Selon l’ANSSI, en 2023, les TPE et PME représentaient 37 % des victimes de rançongiciels recensées en France.
La multirisque professionnelle pour les locaux et le matériel
Vous avez un bureau ? Des locaux ? Du matériel informatique de valeur ? L’assurance multirisque professionnelle protège tous ces éléments contre les accidents du quotidien : incendie, dégât des eaux, vol, vandalisme. Elle prend aussi en charge les pertes d’exploitation, à savoir le manque à gagner pendant la période où votre activité est à l’arrêt.
Pour les freelances qui travaillent depuis chez eux, une extension du contrat d’assurance habitation peut suffire. Mais pour une agence avec des locaux dédiés, la multirisque professionnelle devient indispensable et parfois exigée par le propriétaire bailleur.

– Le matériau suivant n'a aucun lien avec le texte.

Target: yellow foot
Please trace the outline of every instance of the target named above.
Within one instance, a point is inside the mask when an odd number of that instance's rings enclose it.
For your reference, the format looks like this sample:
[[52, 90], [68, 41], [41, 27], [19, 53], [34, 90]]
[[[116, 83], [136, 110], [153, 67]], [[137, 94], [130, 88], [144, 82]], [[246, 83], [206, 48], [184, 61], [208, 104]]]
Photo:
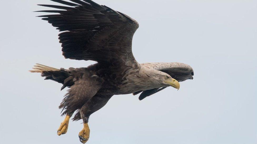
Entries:
[[89, 138], [90, 130], [87, 123], [84, 123], [84, 128], [78, 134], [78, 137], [80, 138], [80, 142], [85, 143]]
[[63, 121], [61, 123], [60, 127], [57, 130], [57, 134], [58, 135], [60, 136], [67, 132], [67, 131], [68, 130], [68, 125], [69, 124], [69, 120], [70, 118], [70, 117], [69, 115], [66, 115]]

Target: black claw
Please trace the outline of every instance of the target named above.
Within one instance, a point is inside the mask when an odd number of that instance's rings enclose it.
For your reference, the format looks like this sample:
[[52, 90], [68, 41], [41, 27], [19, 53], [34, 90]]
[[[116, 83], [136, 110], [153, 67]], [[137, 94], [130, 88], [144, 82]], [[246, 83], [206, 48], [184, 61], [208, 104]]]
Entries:
[[[80, 140], [84, 140], [84, 141], [85, 141], [85, 140], [87, 140], [86, 139], [86, 138], [85, 138], [84, 137], [83, 137], [81, 136], [80, 136], [80, 135], [79, 135], [79, 136], [78, 136], [78, 137], [79, 137], [80, 138]], [[81, 142], [81, 141], [80, 141]]]

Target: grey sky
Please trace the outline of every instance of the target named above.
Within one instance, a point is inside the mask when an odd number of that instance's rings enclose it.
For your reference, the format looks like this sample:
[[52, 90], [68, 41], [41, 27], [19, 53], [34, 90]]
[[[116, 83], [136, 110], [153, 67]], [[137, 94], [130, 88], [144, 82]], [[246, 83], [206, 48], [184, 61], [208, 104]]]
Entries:
[[[184, 62], [195, 76], [141, 101], [113, 97], [91, 115], [87, 143], [256, 143], [256, 1], [96, 1], [138, 22], [139, 62]], [[67, 89], [28, 71], [95, 62], [65, 59], [59, 32], [32, 12], [55, 3], [0, 0], [0, 143], [80, 143], [82, 121], [56, 134]]]

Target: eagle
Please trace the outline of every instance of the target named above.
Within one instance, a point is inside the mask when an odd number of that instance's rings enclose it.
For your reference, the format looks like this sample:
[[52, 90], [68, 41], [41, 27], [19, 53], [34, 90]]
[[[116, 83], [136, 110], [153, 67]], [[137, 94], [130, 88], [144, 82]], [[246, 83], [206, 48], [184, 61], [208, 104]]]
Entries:
[[62, 31], [59, 35], [66, 58], [96, 62], [87, 67], [56, 69], [37, 63], [32, 72], [41, 73], [69, 88], [59, 108], [65, 118], [57, 130], [67, 131], [69, 120], [82, 119], [80, 141], [88, 140], [90, 115], [103, 106], [114, 95], [141, 93], [139, 100], [171, 86], [178, 90], [179, 82], [192, 79], [194, 72], [179, 62], [139, 63], [132, 54], [133, 35], [137, 22], [130, 17], [91, 0], [51, 0], [66, 5], [39, 4], [55, 10], [38, 16]]

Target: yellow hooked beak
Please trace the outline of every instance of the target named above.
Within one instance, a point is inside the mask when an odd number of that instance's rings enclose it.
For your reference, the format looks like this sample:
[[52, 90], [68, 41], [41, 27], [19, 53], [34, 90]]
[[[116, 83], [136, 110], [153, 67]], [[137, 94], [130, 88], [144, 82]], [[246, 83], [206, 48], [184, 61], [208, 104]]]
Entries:
[[180, 86], [179, 85], [179, 82], [174, 78], [172, 78], [171, 80], [168, 80], [168, 81], [164, 82], [166, 83], [168, 83], [172, 87], [177, 89], [178, 90], [179, 89], [179, 87]]

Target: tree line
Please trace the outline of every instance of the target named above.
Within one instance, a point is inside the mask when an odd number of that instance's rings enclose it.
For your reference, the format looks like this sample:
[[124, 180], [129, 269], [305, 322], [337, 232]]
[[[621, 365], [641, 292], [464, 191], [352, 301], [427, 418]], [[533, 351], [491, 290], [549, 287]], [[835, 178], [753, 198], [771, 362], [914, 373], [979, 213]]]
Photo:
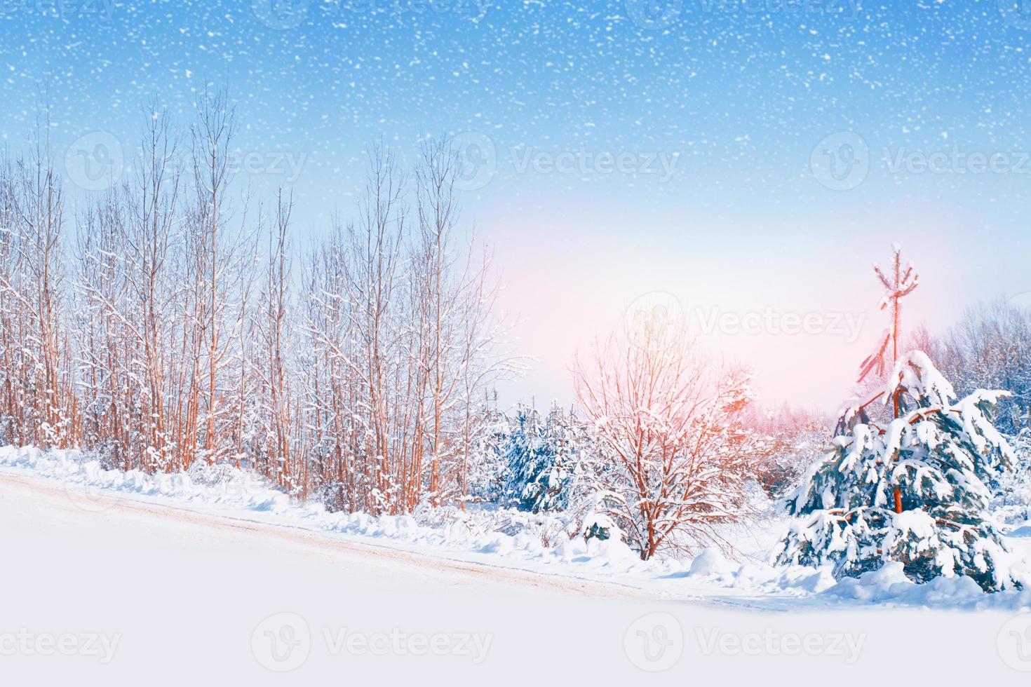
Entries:
[[288, 193], [230, 200], [225, 93], [184, 130], [144, 114], [130, 178], [74, 214], [45, 125], [0, 161], [0, 441], [231, 462], [346, 510], [461, 503], [511, 359], [448, 142], [413, 170], [374, 147], [354, 219], [298, 251]]

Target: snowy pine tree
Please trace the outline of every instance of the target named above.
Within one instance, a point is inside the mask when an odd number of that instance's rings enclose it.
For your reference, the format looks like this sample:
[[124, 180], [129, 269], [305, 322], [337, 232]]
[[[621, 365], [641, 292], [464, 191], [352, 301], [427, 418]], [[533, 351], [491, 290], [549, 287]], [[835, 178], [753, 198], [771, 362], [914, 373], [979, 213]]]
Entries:
[[[833, 563], [835, 576], [858, 576], [900, 561], [907, 577], [926, 582], [966, 575], [987, 591], [1015, 586], [1009, 552], [985, 512], [992, 487], [1015, 456], [990, 419], [1004, 391], [978, 389], [957, 401], [952, 385], [921, 351], [897, 351], [898, 301], [916, 285], [910, 266], [889, 288], [892, 327], [864, 376], [893, 350], [888, 387], [842, 414], [823, 461], [807, 472], [790, 502], [797, 516], [778, 556], [781, 564]], [[866, 408], [884, 399], [889, 422]]]
[[521, 407], [511, 426], [505, 452], [509, 497], [533, 513], [563, 510], [578, 453], [575, 419], [558, 406], [544, 419], [536, 409]]

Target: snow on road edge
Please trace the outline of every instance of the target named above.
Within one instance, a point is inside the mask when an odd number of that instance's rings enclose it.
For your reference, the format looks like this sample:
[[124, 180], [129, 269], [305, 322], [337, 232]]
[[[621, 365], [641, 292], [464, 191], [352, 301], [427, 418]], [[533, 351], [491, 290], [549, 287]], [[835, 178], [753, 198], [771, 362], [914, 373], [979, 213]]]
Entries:
[[[969, 578], [939, 578], [913, 584], [892, 563], [859, 579], [835, 582], [829, 568], [799, 565], [773, 568], [765, 562], [733, 563], [716, 550], [703, 551], [693, 560], [641, 561], [625, 544], [614, 541], [567, 540], [545, 546], [528, 534], [484, 531], [483, 522], [450, 514], [439, 526], [420, 524], [409, 515], [372, 516], [366, 513], [332, 513], [320, 504], [298, 503], [271, 488], [245, 470], [209, 466], [189, 473], [149, 475], [138, 470], [104, 469], [94, 457], [76, 450], [41, 450], [35, 447], [0, 447], [0, 466], [59, 480], [80, 508], [103, 510], [120, 494], [184, 502], [218, 512], [251, 511], [314, 531], [387, 539], [434, 550], [479, 554], [484, 562], [504, 568], [594, 577], [630, 584], [672, 597], [746, 598], [753, 608], [778, 609], [875, 604], [964, 610], [1028, 610], [1031, 588], [986, 594]], [[1027, 579], [1031, 565], [1024, 562]], [[1026, 585], [1031, 587], [1031, 585]]]

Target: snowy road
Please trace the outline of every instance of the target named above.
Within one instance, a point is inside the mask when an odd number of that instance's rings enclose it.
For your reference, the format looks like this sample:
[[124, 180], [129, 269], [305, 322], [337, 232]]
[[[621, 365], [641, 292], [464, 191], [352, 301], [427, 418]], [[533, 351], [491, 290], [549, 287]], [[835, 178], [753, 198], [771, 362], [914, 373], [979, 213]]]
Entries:
[[1017, 685], [1031, 667], [1011, 614], [670, 600], [154, 503], [98, 512], [10, 471], [0, 552], [3, 685]]

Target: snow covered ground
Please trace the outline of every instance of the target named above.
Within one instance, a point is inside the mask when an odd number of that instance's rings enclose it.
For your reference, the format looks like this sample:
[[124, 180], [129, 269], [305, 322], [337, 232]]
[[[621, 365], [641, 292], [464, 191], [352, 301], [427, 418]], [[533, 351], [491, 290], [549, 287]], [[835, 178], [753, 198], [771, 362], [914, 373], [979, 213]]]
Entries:
[[[426, 527], [0, 449], [0, 684], [1023, 683], [1031, 592]], [[98, 488], [99, 487], [99, 488]], [[756, 551], [776, 533], [753, 533]], [[1031, 541], [1013, 538], [1018, 545]], [[289, 678], [287, 678], [289, 679]]]

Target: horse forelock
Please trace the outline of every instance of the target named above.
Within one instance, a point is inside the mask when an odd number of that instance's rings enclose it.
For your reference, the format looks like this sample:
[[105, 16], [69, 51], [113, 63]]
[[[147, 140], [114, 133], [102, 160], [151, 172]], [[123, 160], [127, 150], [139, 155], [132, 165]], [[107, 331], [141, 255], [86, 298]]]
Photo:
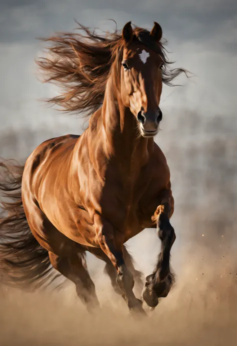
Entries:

La protection juridique et la prévoyance : les grandes oubliées
Je pense également à deux assurances que beaucoup de professionnels du numérique laissent de côté, à tort.
D’une part, la protection juridique, qui prend en charge les frais juridiques en cas de litige avec un client ou un partenaire. Un client insatisfait, un contrat interprété différemment, une prestation contestée, autant de situations qui arrivent plus souvent qu’on le croit. Souvent proposée en option dans les contrats de RC Pro, vérifiez qu’elle est bien incluse dans le vôtre.
La prévoyance, elle, couvre la perte de revenus en cas d’arrêt maladie prolongé, d’invalidité ou de décès. Contrairement à un salarié qui bénéficie de garanties via son entreprise, un freelance ou un dirigeant de start-up est directement exposé. En cas d’arrêt forcé, les indemnités journalières peuvent faire toute la différence pour maintenir son niveau de vie et continuer à payer ses charges.
Freelance, agence ou start-up, tous des besoins différents
Un développeur Web freelance qui travaille seul depuis chez lui n’a pas les mêmes besoins qu’une agence de dix personnes. Le premier priorisera une RC Pro solide, une protection juridique et une bonne prévoyance santé, alors que l’agence devra y ajouter une multirisque pour ses locaux, une assurance cyber robuste, et probablement une couverture collective pour ses salariés.
Pour une start-up en phase de création, la question des assurances doit aussi être intégrée dès le plan de développement (et non pas six mois après le lancement), car les risques sont présents dès le premier client, la première ligne de code et la première donnée traitée.
Dans tous les cas, avant de souscrire un contrat, prenez le temps de comparer les offres, de vérifier les exclusions et de contrôler le montant de la franchise. Croyez-en mon expérience, faire réaliser un devis auprès de plusieurs assureurs spécialisés dans les activités digitales en vaut vraiment la peine.
Vous l’aurez compris, le numérique va vite et les risques aussi. Erreurs de prestation, fuites de données, litiges clients, cyberattaques, les menaces auxquelles doit faire face une activité professionnelle digitale sont nombreuses et parfois très coûteuses. Avoir la bonne couverture n’est donc pas une dépense, mais un investissement nécessaire pour la pérennité de votre entreprise. Que vous soyez freelance en informatique, consultant digital ou dirigeant d’une agence Web, prenez le temps de faire le point sur vos garanties.